R can do many things well, but it is especially good with graphics if you compare it with commercial software like SPSS or Stata. If you are looking for the plot package to install, you will want ggplot2, which also installs plyr and reshape2, two very useful packages for data manipulation.

If you are looking forward to drawing maps with R, ggmap and rmaps are two excellent packages with different qualities. And if you want interactive graphics, you will want to look at ggvis and at the wonderful shiny package.

Data manipulation

I have mentioned plyr and reshape2. The dplyr package is the next iteration of plyr. It provides incredibly fast and easy-to-understand "verbs" (functions) to play with data, and also interfaces very well with SQL drivers like RPostgreSQL.

For those who need to manipulate text, stringr and qdap are two excellent tools. stringr is an all-purpose package for strings, whereas qdap goes further into discourse analysis.

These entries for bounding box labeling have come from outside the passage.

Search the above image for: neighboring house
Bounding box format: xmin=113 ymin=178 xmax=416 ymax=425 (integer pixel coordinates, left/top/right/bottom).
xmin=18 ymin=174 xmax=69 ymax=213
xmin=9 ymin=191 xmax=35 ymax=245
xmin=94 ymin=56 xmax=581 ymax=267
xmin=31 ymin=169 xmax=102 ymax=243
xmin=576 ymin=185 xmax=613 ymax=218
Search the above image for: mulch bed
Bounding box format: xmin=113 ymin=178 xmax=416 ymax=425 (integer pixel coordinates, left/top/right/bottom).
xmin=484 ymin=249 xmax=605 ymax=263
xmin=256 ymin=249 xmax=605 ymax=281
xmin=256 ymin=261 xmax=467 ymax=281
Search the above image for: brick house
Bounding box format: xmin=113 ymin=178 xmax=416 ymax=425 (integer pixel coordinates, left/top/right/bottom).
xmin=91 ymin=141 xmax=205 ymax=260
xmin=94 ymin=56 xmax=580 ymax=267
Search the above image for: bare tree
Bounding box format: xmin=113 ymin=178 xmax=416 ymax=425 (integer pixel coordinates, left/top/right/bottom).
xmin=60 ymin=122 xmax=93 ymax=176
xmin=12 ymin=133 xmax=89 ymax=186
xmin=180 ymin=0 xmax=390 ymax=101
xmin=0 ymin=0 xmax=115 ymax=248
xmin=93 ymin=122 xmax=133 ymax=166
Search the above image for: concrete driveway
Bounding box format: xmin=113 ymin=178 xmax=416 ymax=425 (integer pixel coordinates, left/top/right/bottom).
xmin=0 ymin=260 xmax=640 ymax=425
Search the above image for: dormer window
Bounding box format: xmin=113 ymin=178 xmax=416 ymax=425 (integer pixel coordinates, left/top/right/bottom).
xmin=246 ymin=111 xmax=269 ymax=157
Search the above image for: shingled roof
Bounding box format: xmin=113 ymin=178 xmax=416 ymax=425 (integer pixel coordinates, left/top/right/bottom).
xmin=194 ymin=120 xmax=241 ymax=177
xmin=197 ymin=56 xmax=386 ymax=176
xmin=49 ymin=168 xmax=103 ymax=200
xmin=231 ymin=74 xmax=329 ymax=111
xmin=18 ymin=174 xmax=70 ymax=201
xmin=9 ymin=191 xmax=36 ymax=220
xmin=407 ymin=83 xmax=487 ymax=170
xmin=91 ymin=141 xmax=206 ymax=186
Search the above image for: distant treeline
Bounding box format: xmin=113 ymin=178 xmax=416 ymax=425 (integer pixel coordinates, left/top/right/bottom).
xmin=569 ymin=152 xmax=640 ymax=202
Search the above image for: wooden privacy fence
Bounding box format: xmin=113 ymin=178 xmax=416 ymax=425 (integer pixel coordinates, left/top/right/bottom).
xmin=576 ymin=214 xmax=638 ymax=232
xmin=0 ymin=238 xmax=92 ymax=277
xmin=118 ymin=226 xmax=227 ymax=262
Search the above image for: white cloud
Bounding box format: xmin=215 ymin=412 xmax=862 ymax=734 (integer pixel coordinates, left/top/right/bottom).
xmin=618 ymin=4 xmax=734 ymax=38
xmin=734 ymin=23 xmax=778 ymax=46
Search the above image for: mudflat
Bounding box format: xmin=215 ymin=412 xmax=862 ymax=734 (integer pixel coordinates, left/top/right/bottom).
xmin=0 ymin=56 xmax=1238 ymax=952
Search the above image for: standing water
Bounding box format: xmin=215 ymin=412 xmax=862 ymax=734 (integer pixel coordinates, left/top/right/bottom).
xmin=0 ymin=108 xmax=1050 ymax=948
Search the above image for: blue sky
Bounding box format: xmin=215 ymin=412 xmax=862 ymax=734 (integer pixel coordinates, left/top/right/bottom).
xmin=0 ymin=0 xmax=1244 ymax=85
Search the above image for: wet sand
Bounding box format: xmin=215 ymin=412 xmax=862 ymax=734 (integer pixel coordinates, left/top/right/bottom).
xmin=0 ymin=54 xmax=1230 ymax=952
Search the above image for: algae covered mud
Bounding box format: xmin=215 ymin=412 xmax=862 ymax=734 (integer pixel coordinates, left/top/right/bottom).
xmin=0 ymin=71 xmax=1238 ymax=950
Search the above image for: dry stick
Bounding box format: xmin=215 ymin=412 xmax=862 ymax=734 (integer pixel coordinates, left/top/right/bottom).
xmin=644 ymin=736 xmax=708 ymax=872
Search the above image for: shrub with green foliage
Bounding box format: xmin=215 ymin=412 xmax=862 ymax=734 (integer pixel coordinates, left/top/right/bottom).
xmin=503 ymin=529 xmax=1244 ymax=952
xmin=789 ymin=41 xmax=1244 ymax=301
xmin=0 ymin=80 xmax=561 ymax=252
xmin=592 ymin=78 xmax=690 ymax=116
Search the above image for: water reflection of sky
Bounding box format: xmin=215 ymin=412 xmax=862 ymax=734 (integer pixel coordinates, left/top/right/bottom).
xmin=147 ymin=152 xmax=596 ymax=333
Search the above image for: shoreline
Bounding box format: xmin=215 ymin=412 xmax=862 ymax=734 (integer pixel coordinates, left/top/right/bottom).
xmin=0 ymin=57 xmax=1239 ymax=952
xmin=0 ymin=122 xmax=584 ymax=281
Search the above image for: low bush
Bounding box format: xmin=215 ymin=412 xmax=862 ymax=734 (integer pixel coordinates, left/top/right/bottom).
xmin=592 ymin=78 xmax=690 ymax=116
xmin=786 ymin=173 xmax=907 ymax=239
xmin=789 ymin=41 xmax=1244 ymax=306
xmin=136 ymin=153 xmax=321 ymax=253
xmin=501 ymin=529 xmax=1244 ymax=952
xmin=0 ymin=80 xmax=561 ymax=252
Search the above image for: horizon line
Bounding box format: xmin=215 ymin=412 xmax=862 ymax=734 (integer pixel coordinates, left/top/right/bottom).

Last, for those who need to manipulate dates, the lubridate package is a must-have.

Data importers

Several packages serve to import foreign formats that are not supported by the pre-installed foreign package, such as the xlsx package reads XLS(X) files, or the jsonlite for JSON objects.

For web scraping, the downloader and httr packages will deal with HTTPS and more complex settings, and the XML (or the developing rvest) package will parse XML and HTML pages.

Several of the packages cited above are linked to each other: installing httr, for instance, will also install RCurl (the R interface to HTTP/FTP/etc.) jsonlite, stringr and more.

R also supports several data APIs – have a look, for instance, at the WDI package to access World Bank indicators, or quandl for tons of time series data from many sources.

Modelling

Social scientists use a wide array of models in their research. Here are three examples:

  • For those who work on surveys, the survey package is a wonderfully simple tool to produce weighted estimates. See also the usgsd repository and the `SAScii package, both by Anthony Damico.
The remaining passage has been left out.